Chiffres et noms à l’appui, elle prouve que tous les prétextes de « corruption », d’ « intégrisme religieux » ou de « conflits ethniques », et autres alibis traditionnels destinés à justifier l’échec de cette stratégie du choc pour la grande majorité de la population mondiale, masque mal le parti pris de transformer l’État en simple distributeur des deniers publics aux multinationales, dont la philosophie a peu de chose en commun avec le bien public.
Dans son chapitre sur Israël, l’auteur montre que ce pays est le fleuron de cette stratégie du chaos, et que la paix serait la plus mauvaise nouvelle à annoncer aux dirigeants d’une économie qui fait son beurre, non seulement sur le développement de l’armement, mais surtout sur l’exportation d’une multitude d’engins et de son savoir faire en matière de surveillance, d’espionnage, et de répression.
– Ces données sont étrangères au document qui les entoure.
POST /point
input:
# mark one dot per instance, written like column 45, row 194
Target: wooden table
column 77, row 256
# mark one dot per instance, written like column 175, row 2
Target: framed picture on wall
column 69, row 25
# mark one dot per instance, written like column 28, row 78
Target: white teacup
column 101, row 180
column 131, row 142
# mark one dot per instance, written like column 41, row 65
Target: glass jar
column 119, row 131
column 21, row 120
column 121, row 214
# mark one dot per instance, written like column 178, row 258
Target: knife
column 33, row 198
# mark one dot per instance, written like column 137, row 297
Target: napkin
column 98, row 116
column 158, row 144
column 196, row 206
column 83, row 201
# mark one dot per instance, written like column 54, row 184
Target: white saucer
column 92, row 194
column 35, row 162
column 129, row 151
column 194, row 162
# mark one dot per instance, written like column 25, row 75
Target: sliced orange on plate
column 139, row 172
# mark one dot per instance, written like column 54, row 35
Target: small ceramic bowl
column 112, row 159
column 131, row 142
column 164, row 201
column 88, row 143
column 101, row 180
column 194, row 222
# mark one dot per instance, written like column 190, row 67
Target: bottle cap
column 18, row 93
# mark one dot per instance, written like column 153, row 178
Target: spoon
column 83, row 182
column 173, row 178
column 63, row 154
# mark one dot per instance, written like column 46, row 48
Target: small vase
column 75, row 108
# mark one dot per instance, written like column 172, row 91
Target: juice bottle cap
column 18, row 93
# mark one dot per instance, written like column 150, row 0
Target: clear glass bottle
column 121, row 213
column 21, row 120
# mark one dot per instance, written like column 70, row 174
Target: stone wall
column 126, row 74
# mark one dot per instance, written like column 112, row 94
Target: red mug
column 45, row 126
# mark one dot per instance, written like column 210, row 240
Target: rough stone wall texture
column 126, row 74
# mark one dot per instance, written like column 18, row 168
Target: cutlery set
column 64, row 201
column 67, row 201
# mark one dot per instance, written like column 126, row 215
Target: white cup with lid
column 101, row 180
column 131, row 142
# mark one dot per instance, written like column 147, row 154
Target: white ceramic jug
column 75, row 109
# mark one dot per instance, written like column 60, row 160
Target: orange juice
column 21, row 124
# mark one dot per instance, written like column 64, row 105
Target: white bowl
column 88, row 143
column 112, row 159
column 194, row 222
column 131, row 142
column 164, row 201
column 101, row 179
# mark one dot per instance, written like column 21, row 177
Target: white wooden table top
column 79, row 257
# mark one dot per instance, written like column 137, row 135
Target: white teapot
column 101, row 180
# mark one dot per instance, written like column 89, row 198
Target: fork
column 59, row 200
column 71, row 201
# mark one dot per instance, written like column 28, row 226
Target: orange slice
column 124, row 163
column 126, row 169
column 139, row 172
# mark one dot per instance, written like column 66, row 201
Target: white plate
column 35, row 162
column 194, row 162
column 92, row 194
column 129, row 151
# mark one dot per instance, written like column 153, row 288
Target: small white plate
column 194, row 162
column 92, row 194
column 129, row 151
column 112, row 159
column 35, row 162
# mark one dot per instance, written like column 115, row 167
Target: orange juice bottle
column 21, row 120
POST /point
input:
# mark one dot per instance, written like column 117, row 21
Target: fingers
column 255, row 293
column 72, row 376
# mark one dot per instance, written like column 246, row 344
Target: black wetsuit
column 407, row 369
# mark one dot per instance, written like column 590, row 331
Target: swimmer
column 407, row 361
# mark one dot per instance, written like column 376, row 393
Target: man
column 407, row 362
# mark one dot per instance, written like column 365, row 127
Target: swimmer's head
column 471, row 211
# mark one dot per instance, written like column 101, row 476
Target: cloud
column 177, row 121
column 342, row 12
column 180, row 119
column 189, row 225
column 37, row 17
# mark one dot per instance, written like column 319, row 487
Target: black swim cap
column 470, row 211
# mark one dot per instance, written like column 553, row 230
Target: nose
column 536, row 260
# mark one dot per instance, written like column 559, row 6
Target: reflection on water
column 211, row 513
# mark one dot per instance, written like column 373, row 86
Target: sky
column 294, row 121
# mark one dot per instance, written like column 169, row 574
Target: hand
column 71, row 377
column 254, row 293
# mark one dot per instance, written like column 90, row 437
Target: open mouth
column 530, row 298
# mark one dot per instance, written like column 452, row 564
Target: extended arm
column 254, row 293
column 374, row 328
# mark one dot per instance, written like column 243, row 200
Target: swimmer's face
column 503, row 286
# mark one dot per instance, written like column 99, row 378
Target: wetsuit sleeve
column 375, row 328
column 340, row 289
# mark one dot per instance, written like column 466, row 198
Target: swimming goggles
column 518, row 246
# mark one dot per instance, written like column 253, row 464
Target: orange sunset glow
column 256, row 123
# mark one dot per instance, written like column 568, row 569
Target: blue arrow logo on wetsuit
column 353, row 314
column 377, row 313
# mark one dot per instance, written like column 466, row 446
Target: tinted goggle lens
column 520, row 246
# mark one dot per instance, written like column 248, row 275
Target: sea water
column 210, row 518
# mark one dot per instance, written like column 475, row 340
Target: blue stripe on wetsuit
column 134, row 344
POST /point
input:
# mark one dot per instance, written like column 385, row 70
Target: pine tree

Une "bulle" mirador, en quelque sorte, qui a largement pris le relais de la technologie « point.com ».
Tout au long de son ouvrage, remarquablement documenté, Naomi Klein démontre que la torture est le corollaire de ce « capitalisme du désastre », théorisé par Milton Friedman et l’école de Chicago dès les années 1950. Elle détaille les nouvelles formes de torture expérimentées. Ces dernières n’ont pas pour objectif d’obtenir des aveux, mais de faire perdre tous leurs repères à ceux qui sont torturés (privations sensorielles, isolement, électrochocs, administration de drogues…). Il s’agit de faire régresser les victimes, de les déstructurer, pour mieux leur faire admettre ce que les bourreaux désirent.
Naomi Klein n’épargne dans son analyse ni le rôle de complices joué par la plupart des grandes ONG, ni celui des partis dits d’opposition dans les pays occidentaux. La résistance, conclut-elle, ne peut venir que de larges mobilisations déterminées, comme au Liban et en Palestine, ou comme dans les pays d’Amérique Latine qui ont développé des systèmes de coopératives ouvrières et paysannes.
L’investiture surmédiatisée d’Obama ne changera pas la donne. Les postes les plus importants de son gouvernement sont occupés par de vieux chevaux de retour bien connus : au Secrétariat d’Etat, c’est-à-dire aux Affaires étrangères, la Clinton, qui rappelons-le a été favorable à l’intervention en Irak, et au Secrétariat à la Défense un cow-boy déjà en place sous Bush junior, Robert Gates. Attendons-nous donc selon la vieille formule à un changement dans la continuité, même si certaines mesures qui ne coûtent pas peanuts peuvent pour un temps donner le change. Pour le reste, l’histoire tranchera.